The government's approach towards religious minorities allegedly continued to improve. It toned down public rhetoric aimed at religious minorities, permitted the publication and distribution of Christian newspapers in the north, and allowed a church to broadcast religious radio programming from Khartoum. Unlike prior reporting periods, the government did not engage in severe abuses of religious freedom. The National Assembly, the Council of States, and the Cabinet feature both Muslims and Christians in prominent roles. The government sought alliances with local Christian leaders, funding site improvements for Khartoum's Catholic cathedral.

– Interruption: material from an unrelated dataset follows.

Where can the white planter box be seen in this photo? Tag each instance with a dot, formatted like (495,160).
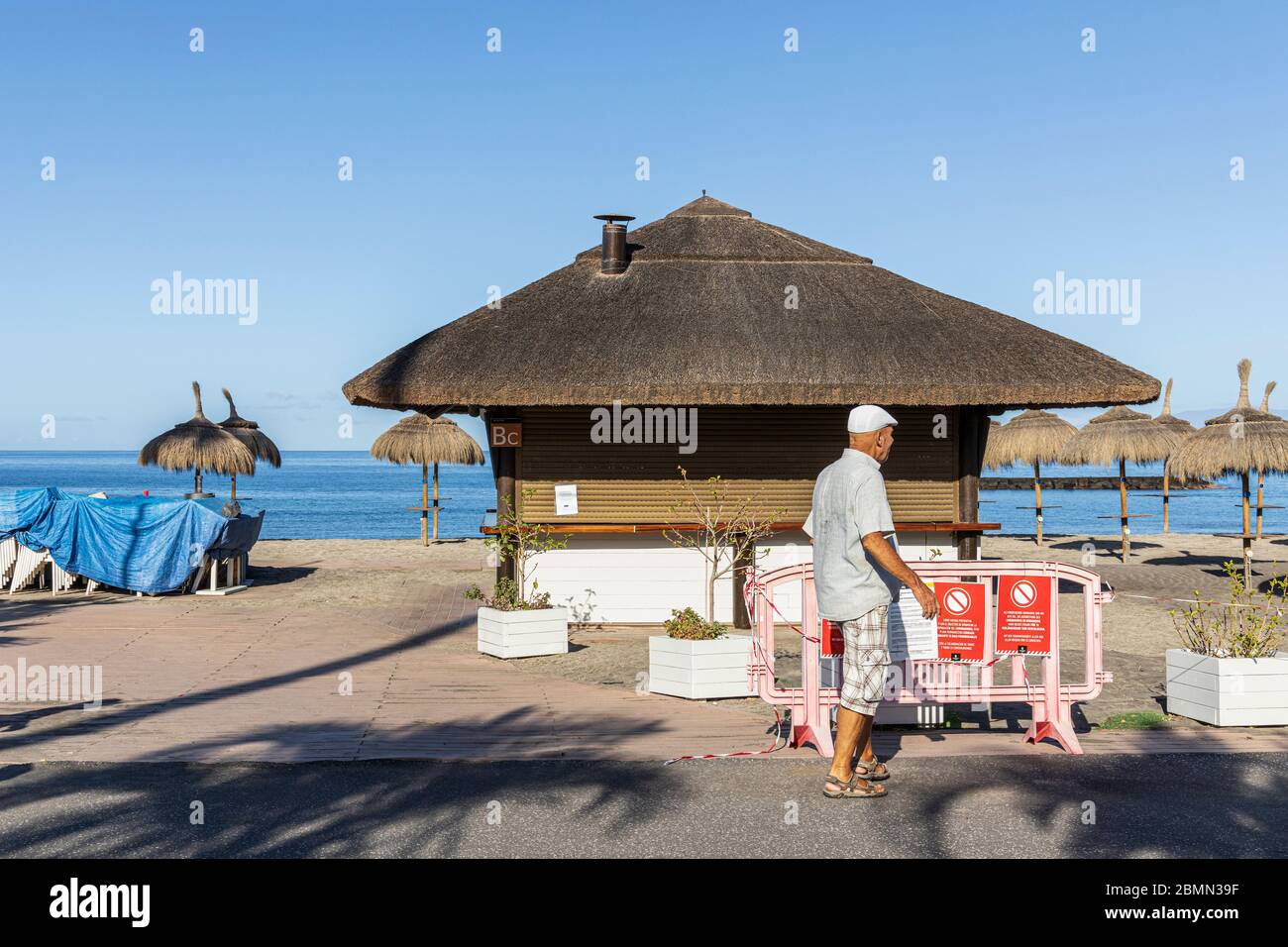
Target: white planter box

In April 2008, a delegation of the World Council of Churches toured the country, met with government officials in the north and GoSS officials in the south, and hosted a large nondenominational Christian festival in Juba. Unlike prior reporting periods, some of Khartoum's English-language newspapers featured lengthy articles on Christian themes. In the south, Muslim religious leaders reported less interreligious tension during the reporting period.

Other sources disagree.

Christian Solidarity Worldwide, a British-based group working for religious freedom, said Ms Ishag's case is the latest among "a series of repressive acts" against religious minorities in Sudan. It said deportations, the confiscation and destruction of church property, and other actions against Christians have increased since December 2012.
— RTÉ News and Current Affairs

The Khartoum government has launched a brutal war in the Nuba Mountains and Blue Nile state, bombarding its own people and denying vital humanitarian assistance. Last fall, the US Commission on International Religious Freedom (USCIRF), on which we serve, visited a refugee camp in South Sudan filled with people who had fled the Nuba Mountains after being targeted based on their religious identity. Across Sudan, the government is cracking down on civil society, and arresting and frequently torturing protestors, opposition members, students, and activists. Religious freedom violations increased substantially last year [2010?] and continue to rise today. These abuses reflect a determination to enforce a narrow, rigid ideology against Sudan’s religious, cultural, and ethnic diversity, and particularly against Christians and non-conforming Muslims.
— World Affairs

In July 2020, during the 2019–2021 Sudanese transition to democracy, Justice Minister Nasredeen Abdulbari stated that "all the laws violating the human rights in Sudan" were to be scrapped. For this reason, Parliament had passed laws in early July 2020 abolishing the punishment for apostasy for Muslims (Article 126 of the Sudanese Penal Code), the prohibition on alcohol for non-Muslims, the need for women to obtain permission from a male relative to travel, and flogging as a form of punishment. The United States Commission on International Religious Freedom (USCIRF) applauded the reforms on 15 July 2020, but urged Sudanese lawmakers to repeal the blasphemy law (Article 125 of the Sudanese Penal Code) as well. On September 4, 2020, the interim government signed a declaration formally separating religion and state.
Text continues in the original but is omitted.